Agencies such as the FBI and CIA that had been using counterterrorism disinformation methods on foreign adversaries are now turning those operations inward on U.S. citizens, Mr. Taibbi said.

“Instead of ‘Don’t join al-Qaeda,’ now they’re saying, ‘Don’t vote for Donald Trump,’ or ‘Don’t join the Canadian truckers’ protest,’ or ‘Don’t join the Yellow Vests movement,’” Mr. Taibbi said.

It’s not a right or a left plot, Mr. Taibbi said, but a larger scheme to keep people restrained within a government-ordained worldview.

“We see the outlines of it in the Twitter Files, but I think if we dig deeper, we’re going to find that there’s much more to it,” Mr.
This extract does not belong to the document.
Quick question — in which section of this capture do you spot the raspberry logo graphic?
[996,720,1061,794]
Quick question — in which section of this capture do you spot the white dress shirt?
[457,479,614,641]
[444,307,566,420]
Taibbi said.

‘Defining Issue of Our Time’

Numerous digital manipulations such as shadow banning and deep fakes add to the multiple ways in which the internet has been used to create a manufactured reality, Mr. Taibbi said.

“Because right now, people are getting a completely skewed version of reality when they go online,” he said. “Things that are actually popular look unpopular, and things that are unpopular look popular, and that influences people in very strange ways.”

Mr. Taibbi said that it’s the defining issue of our time, around which it will be decided how much freedom people are going to have in the digital age.

“Are we going to tightly regulate the way people think? Or are we going to allow them to be free thinkers, as we did very briefly in the West?” Mr. Taibbi asked. “This is an inflection point that may turn out later to be a crucial moment in the intellectual history of the people, and I hope it comes out the right way, because I think it’s very scary.”